Podman machine gets stuck in STARTING state if interrupted during startup
Issue Description
It seems that the podman machine will get stuck in STARTING state permanently if the user interrupts the startup sequence one time. The entire system requires to be restarted or the podman machine needs to be deleted to recover from this. This issue was initially reported in PD repo https://github.com/containers/podman-desktop/issues/9670.
https://github.com/user-attachments/assets/3a0527db-c397-47a1-a290-6b9b0b72bf28
Steps to reproduce the issue
Steps to reproduce the issue
- Create a new podman machine using
podman machine initcommand - Start the podman machine created at point 1 using
podman machine startcommand - Quickly after issuing the command from point 2 send
CTRL-Ccommand to the terminal (SIGINT) to terminate the operation. - Run
podman machine lsand notice that the podman machine created at point 1 will be permanently stuck inSTARTINGstate.
Describe the results you received
Podman machine is stuck permanently in STARTING state.
Describe the results you expected
Presumably the state of the podman machine should be Stopped or alternately Running if the SIGINT is not sent fast enough to prevent the startup. Regardless of the state of the podman machine it should not be frozen execute commands correctly afterwards.
podman info output
If you are unable to run podman info for any reason, please provide the podman version, operating system and its version and the architecture you are running.
Podman in a container
No
Privileged Or Rootless
None
Upstream Latest Release
Yes
Additional environment details
Additional environment details
Additional information
Additional information like issue happens only occasionally or issue happens with a particular architecture or on a particular setting
Your video does not work for me. Please post an actual log or transcript. Why do you call this a race? On your fourth point, you say "will not be permanently stuck" and I think you mean to say "will be"? Can you confirm this and update what you are trying to show in the video? You also need to provide podman info as the template suggests.

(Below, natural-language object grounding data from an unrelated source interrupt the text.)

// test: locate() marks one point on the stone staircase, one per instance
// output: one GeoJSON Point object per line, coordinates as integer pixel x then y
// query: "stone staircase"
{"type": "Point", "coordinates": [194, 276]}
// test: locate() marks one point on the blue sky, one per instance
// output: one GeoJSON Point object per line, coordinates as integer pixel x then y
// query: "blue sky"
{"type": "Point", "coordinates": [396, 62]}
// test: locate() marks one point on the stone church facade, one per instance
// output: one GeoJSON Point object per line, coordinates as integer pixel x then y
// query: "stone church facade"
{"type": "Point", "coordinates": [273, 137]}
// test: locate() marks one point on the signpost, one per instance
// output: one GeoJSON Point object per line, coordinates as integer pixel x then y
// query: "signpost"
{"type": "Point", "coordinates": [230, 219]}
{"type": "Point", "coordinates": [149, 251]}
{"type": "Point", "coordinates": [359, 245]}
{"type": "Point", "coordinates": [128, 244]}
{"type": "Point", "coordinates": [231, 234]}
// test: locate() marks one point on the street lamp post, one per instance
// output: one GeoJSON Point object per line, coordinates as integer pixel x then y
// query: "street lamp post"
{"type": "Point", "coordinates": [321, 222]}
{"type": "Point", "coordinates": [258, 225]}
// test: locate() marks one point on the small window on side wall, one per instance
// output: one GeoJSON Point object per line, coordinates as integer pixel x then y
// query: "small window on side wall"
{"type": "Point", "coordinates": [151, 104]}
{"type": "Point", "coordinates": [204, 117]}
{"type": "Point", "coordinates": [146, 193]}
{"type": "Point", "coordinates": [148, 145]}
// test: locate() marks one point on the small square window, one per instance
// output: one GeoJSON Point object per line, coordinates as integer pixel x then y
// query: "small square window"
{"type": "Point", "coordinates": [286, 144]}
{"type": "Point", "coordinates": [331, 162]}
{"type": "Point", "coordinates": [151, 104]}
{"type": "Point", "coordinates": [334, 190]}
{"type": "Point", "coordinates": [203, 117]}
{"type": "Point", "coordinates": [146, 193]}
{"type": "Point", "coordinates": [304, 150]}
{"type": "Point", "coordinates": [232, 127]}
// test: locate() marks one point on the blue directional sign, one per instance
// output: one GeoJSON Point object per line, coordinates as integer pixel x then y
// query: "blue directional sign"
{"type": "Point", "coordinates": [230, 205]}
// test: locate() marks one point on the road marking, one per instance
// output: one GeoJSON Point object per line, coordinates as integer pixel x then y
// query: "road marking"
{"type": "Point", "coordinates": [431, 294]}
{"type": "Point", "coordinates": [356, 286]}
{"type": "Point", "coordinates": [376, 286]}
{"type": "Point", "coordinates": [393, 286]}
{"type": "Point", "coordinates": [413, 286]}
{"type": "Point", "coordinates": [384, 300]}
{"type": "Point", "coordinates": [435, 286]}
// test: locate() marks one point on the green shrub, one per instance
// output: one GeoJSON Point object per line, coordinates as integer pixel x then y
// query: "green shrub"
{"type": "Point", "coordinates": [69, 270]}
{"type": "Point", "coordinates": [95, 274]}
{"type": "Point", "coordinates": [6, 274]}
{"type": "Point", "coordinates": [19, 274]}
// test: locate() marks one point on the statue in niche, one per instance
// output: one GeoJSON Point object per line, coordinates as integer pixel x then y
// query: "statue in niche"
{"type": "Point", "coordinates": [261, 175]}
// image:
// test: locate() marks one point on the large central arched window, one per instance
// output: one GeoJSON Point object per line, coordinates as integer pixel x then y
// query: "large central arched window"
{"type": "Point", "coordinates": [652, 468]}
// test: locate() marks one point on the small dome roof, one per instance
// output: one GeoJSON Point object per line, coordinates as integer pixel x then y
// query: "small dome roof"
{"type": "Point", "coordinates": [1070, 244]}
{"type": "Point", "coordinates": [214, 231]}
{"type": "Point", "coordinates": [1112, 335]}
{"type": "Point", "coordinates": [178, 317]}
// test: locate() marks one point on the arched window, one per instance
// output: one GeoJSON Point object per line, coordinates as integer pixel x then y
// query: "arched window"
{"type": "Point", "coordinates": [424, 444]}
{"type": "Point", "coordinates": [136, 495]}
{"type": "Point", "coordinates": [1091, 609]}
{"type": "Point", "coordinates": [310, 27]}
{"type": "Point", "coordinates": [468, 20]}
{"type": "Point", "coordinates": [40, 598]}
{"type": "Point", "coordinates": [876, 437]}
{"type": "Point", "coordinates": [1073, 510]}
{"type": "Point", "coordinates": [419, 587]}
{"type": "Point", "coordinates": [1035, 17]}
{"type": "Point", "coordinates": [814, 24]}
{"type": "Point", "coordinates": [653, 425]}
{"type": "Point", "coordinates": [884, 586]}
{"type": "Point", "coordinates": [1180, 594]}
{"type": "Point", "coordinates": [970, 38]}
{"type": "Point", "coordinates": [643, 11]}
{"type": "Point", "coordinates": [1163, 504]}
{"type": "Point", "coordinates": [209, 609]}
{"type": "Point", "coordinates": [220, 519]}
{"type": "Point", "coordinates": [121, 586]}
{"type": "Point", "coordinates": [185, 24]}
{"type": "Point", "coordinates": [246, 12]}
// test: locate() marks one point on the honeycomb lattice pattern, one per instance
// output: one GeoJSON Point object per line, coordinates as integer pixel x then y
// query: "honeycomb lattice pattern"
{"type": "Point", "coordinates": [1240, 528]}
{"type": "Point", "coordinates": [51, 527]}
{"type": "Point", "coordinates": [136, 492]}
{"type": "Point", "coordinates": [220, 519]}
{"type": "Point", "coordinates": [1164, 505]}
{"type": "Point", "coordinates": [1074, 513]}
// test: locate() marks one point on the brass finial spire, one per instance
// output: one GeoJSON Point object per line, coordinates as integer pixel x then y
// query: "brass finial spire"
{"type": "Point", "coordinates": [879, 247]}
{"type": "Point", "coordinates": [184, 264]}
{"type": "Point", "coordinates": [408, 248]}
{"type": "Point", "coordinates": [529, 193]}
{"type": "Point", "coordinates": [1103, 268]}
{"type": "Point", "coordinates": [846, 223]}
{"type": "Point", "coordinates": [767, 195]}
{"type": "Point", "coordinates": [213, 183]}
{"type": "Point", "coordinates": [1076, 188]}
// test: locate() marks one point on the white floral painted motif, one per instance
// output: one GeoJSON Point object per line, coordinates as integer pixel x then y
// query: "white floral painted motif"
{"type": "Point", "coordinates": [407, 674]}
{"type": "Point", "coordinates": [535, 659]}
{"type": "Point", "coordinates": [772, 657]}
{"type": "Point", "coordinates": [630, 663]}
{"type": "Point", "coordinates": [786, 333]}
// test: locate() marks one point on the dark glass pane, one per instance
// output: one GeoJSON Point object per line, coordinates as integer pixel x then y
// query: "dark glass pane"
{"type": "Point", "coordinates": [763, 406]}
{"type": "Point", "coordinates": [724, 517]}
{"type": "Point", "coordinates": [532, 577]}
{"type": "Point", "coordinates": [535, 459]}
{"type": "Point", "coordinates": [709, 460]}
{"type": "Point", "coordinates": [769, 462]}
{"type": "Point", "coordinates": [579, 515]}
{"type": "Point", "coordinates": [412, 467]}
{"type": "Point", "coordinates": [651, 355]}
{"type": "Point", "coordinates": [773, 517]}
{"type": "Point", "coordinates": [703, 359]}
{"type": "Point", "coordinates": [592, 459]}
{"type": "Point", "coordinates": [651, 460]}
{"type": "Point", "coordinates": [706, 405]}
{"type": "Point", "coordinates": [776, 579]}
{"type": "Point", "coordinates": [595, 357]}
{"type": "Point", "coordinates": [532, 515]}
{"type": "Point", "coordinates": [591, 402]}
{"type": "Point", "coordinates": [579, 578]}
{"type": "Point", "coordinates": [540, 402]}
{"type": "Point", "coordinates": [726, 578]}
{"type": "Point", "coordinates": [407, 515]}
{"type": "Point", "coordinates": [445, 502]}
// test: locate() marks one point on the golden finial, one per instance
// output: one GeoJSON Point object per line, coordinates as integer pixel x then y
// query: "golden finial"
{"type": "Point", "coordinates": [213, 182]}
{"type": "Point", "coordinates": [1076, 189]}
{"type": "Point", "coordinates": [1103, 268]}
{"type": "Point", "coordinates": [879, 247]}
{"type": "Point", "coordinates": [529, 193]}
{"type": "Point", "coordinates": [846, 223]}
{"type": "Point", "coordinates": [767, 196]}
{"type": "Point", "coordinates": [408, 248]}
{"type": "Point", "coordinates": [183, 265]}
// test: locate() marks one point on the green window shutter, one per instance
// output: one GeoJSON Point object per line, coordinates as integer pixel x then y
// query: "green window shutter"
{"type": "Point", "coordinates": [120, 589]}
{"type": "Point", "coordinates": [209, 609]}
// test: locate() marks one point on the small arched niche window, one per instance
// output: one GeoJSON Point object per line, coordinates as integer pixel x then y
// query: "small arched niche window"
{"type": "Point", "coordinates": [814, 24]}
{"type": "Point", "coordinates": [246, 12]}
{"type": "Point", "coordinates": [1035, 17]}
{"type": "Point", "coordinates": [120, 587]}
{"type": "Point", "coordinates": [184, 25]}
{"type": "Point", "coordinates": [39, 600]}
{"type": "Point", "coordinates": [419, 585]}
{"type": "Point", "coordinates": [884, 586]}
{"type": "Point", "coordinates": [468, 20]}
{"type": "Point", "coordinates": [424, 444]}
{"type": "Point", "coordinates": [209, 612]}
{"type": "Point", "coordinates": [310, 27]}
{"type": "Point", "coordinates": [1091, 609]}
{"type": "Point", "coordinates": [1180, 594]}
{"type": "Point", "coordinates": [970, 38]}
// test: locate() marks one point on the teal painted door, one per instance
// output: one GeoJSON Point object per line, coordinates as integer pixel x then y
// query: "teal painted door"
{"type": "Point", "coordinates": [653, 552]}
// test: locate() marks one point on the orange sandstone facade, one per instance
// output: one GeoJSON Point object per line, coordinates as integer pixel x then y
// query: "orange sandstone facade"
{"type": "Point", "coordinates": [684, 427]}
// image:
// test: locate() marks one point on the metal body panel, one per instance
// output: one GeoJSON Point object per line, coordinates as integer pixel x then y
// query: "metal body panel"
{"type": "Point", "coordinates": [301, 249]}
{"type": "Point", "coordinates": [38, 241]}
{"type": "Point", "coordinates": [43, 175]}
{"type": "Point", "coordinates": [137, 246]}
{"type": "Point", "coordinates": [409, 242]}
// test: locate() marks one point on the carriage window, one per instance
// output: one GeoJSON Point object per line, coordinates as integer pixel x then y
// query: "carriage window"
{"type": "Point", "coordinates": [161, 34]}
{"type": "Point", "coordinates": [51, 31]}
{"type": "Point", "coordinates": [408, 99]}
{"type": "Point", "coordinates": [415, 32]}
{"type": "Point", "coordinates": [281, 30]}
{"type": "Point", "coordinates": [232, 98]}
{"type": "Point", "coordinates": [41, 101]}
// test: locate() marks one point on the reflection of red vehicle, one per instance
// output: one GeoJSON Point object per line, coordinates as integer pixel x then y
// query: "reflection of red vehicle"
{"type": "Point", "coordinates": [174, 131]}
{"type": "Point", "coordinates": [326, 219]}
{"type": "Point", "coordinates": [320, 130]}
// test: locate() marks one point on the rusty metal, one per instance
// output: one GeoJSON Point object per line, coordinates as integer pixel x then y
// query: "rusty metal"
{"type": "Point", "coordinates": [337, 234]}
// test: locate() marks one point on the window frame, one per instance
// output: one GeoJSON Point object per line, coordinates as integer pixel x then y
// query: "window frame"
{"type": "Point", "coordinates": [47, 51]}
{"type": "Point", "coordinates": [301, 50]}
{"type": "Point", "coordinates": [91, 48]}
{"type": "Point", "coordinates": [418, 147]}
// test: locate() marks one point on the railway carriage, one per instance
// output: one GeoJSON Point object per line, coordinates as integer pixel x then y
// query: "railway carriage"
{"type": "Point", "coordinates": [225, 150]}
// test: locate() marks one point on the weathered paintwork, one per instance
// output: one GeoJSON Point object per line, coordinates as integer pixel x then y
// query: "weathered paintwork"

@baude in what way is the video not working for you? I just watched it again, works fine, have you tried a different browser?
About point 4, you are correct, there was a not that should not have been, I've edited the post.
UPDATE: I've also managed to reproduce the issue on macOS today, so it's not limited to Windows only.
when i click the video, it doesnt play. either way, we prefer people post text things where possible as opposed to binary objects.
The text is that after podman machine start command is issued the user sends SIGINT signal into the terminal and that causes the problem, issue is 100% reproducible.
A friendly reminder that this issue had no activity for 30 days.
More or less the same issue here although I don't really know if it happened because I interrupted it during the startup sequence but the thing is my machine was stuck in STARTING state and I couldn't do anything with it in the desktop (I'm on Windows)
I had to use podman machine rm podman-machine-default to remove it and then I was able to recreate it properly on the desktop
> podman info
host:
arch: amd64
buildahVersion: 1.38.0
cgroupControllers:
- cpuset
- cpu
- cpuacct
- blkio
- memory
- devices
- freezer
- net_cls
- perf_event
- net_prio
- hugetlb
- pids
- rdma
- misc
cgroupManager: cgroupfs
cgroupVersion: v1
conmon:
package: conmon-2.1.12-2.fc40.x86_64
path: /usr/bin/conmon
version: 'conmon version 2.1.12, commit: '
cpuUtilization:
idlePercent: 99.47
systemPercent: 0.36
userPercent: 0.17
cpus: 8
databaseBackend: sqlite
distribution:
distribution: fedora
variant: container
version: "40"
eventLogger: journald
freeLocks: 2048
hostname: Bagheera
idMappings:
gidmap: null
uidmap: null
kernel: 5.15.167.4-microsoft-standard-WSL2
linkmode: dynamic
logDriver: journald
memFree: 7041286144
memTotal: 8216662016
networkBackend: netavark
networkBackendInfo:
backend: netavark
dns:
package: aardvark-dns-1.13.1-1.fc40.x86_64
path: /usr/libexec/podman/aardvark-dns
version: aardvark-dns 1.13.1
package: netavark-1.13.0-1.fc40.x86_64
path: /usr/libexec/podman/netavark
version: netavark 1.13.0
ociRuntime:
name: crun
package: crun-1.18.2-1.fc40.x86_64
path: /usr/bin/crun
version: |-
crun version 1.18.2
commit: 00ab38af875ddd0d1a8226addda52e1de18339b5
rundir: /run/crun
spec: 1.0.0
+SYSTEMD +SELINUX +APPARMOR +CAP +SECCOMP +EBPF +CRIU +LIBKRUN +WASM:wasmedge +YAJL
os: linux
pasta:
executable: /usr/bin/pasta
package: passt-0^20241127.gc0fbc7e-1.fc40.x86_64
version: |
pasta 0^20241127.gc0fbc7e-1.fc40.x86_64
Copyright Red Hat
GNU General Public License, version 2 or later
<https://www.gnu.org/licenses/old-licenses/gpl-2.0.html>
This is free software: you are free to change and redistribute it.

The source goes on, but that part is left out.